Bernard had better things to do. he stands up. he starts to walk away from there thinking of how positive the conversation was. he can think more clearly of the future he wants to form at the side of Grace. after a lot of thinking he finally understood that he can't be a coward no more as he dies for love. he needs to man up and confess.

if she takes him the way he is. good for him. if she doesn't. then there is always a tomorrow. he will keep himself positive and who knows? maybe she will accept him right away. or they will come a time in which she would see something in him and take it.

the world is so massive. so everlasting. such a glorious place to live. he can't waste the short-given time waiting for an opportunity that may never come. he can't wait for a miracle. he needs to fabricate a miracle with his own sweat and blood. he can't let time do him dirty. he can't let Grace be taken before he can ever confess.

love is a duel of strengths. love is a battle that you either fight dirty or clean. a war for the conquest that not many get to win. but not every lost battle is a lost war. not every lost war counts as a lost. there is always a victory hidden in plain sight. 

"She will know how I feel today." yields Bernard full of excitement.

Bernard keeps moving forward. he finds Pierre holding a Boquet of yellow roses. he is also walking towards the same direction. in front of them stands Grace.

"Do you truly believe to have a chance? you? I know her so well from the deepest and darkest corners of her soul. all the way to the points that make her explode as bright as a star. I am the only one who stands a chance." said Pierre full of pride.

"I don't care. I am doing it either way." said Bernard burning with confidence.

Bernard grabs Pierre from the collar. he pulls him back. before Pierre could even react. Bernard punches him with all his strength right at the softest zone. Pierre falls on the ground making inhuman noises. those noises are full of rage.

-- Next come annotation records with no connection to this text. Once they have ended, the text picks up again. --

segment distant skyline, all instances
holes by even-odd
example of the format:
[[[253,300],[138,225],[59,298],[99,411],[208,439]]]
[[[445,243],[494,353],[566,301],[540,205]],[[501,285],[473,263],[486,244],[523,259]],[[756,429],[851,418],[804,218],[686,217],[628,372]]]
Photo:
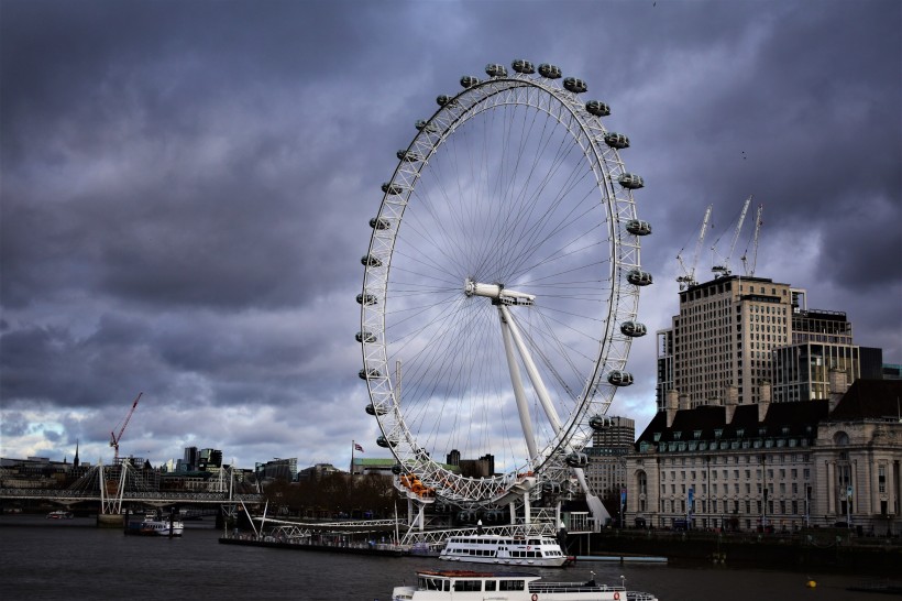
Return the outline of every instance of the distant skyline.
[[[902,4],[894,0],[265,3],[4,0],[0,456],[173,449],[253,466],[376,452],[360,347],[380,185],[464,74],[549,62],[612,106],[646,187],[649,335],[612,415],[656,411],[676,254],[743,201],[756,275],[902,362]],[[700,281],[710,274],[705,244]],[[690,250],[684,252],[690,253]],[[118,431],[118,430],[117,430]],[[344,468],[342,468],[344,469]]]

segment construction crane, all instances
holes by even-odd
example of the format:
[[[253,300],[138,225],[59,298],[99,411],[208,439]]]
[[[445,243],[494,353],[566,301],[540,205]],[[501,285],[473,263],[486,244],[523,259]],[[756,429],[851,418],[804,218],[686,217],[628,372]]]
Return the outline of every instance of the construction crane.
[[[125,426],[129,425],[129,420],[132,418],[134,414],[134,409],[138,408],[138,402],[141,400],[141,395],[144,394],[143,392],[138,393],[138,397],[132,403],[132,408],[129,409],[128,415],[125,415],[125,419],[122,422],[122,427],[119,428],[119,435],[117,436],[116,431],[110,433],[110,446],[116,449],[114,457],[113,457],[113,466],[119,463],[119,441],[122,440],[122,435],[125,433]]]
[[[746,214],[748,212],[748,206],[751,203],[751,196],[746,198],[746,203],[743,205],[743,212],[739,215],[739,220],[736,222],[736,231],[733,234],[733,242],[729,244],[729,252],[724,258],[724,260],[719,263],[715,263],[712,265],[711,271],[714,272],[714,277],[726,277],[730,273],[733,273],[729,269],[729,260],[733,258],[733,251],[736,249],[736,241],[739,239],[739,232],[743,231],[743,222],[746,220]],[[714,241],[714,245],[711,247],[712,253],[716,253],[715,250],[717,247],[717,242],[721,239]]]
[[[705,240],[707,223],[708,220],[711,220],[711,209],[712,205],[708,205],[707,209],[705,210],[705,217],[704,219],[702,219],[702,229],[701,231],[698,231],[698,240],[695,241],[695,252],[692,253],[692,263],[689,266],[686,266],[686,264],[683,262],[683,249],[685,249],[685,247],[680,249],[680,252],[676,253],[676,261],[680,262],[680,269],[683,272],[683,275],[676,277],[676,281],[680,283],[681,291],[684,291],[688,287],[697,284],[697,282],[695,281],[695,264],[698,262],[698,252],[702,250],[702,242],[704,242]]]
[[[758,205],[758,211],[755,214],[755,234],[751,237],[751,265],[748,260],[748,245],[746,252],[743,253],[743,271],[746,275],[755,275],[755,265],[758,263],[758,236],[761,233],[761,214],[765,211],[765,205]]]

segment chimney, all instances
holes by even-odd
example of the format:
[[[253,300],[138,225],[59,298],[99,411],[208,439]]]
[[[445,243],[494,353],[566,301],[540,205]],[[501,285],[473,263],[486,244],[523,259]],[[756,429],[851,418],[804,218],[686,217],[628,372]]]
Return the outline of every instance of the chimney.
[[[667,391],[664,398],[664,406],[667,407],[667,427],[671,427],[673,425],[673,418],[676,416],[679,393],[674,390],[669,390]]]
[[[839,401],[849,390],[849,378],[846,370],[840,370],[837,368],[833,368],[829,373],[831,380],[831,400],[829,400],[829,411],[836,408],[836,405],[839,404]]]
[[[758,422],[763,422],[770,407],[770,380],[761,380],[758,392]]]
[[[733,414],[739,404],[739,389],[730,384],[727,386],[727,395],[724,398],[724,419],[727,424],[733,422]]]

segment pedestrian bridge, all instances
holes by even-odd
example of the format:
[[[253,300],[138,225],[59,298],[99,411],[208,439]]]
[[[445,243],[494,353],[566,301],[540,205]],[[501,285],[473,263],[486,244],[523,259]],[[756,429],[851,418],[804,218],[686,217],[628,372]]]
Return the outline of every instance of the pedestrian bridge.
[[[51,488],[0,488],[0,500],[50,501],[62,505],[96,501],[102,514],[120,514],[122,505],[143,503],[147,505],[209,504],[254,505],[264,501],[260,492],[235,492],[234,473],[223,469],[218,478],[209,481],[207,490],[161,491],[153,490],[140,470],[129,462],[118,466],[95,466],[66,489]]]

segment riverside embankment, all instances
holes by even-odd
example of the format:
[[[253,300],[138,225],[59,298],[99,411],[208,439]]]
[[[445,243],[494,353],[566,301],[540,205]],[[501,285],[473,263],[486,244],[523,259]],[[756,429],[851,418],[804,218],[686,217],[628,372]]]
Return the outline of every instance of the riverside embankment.
[[[902,540],[857,536],[844,528],[811,528],[796,533],[613,528],[588,535],[571,535],[568,554],[664,556],[671,565],[714,564],[743,568],[894,575],[902,566]]]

Bernard steps on the roses. then he keeps walking forward feeling like today is the day.

Grace looks at Bernard. she is curious of what he wants to say. there is something about him that seems odd. then Bernard holds her hand. he kisses her hand as he kneels. he looks directly at her with teary eyes.

"Is there any kind of issue? what are you doing?" said Grace confuse.

"I am here to confess a truth that I had hidden prisoner on the depths of my heart. a truth that evolves in a trivial matter of seconds. a truth that possesses me at morning or night. a truth that leaves me prisoner. there is no doubt about it. it's absolute." said Bernard.

"Speak up. if ears to listen you need, here I am. what truth can be so vicious to keep you prisoner on your own body?" asks Grace slightly scared.

"The most beautiful of them all. the most vicious one. the absolute truth that will keep me forever chained to glory or the pits of hell. the truth of the heart. the truth of my love. a love that grows passionate for you. my truthful love for you." sincerely said Bernard. 

"What the fuck do you mean." asks Grace more confused than ever.

"It is as I said it. I love you. I want to be more than your sidekick. I want to be the person to share your worries and hopes. I want to know your darkest secrets. I want to know your sweetest side that you keep to yourself. I want to be your boyfriend. I am sorry but I can't wait any second more without revealing my feelings for you. my love." said Bernard.

"Can you give me a second? I am confused. I am not sure what to say. I need to think properly of the way to process such vile words." said Grace feeling intimated by his confession.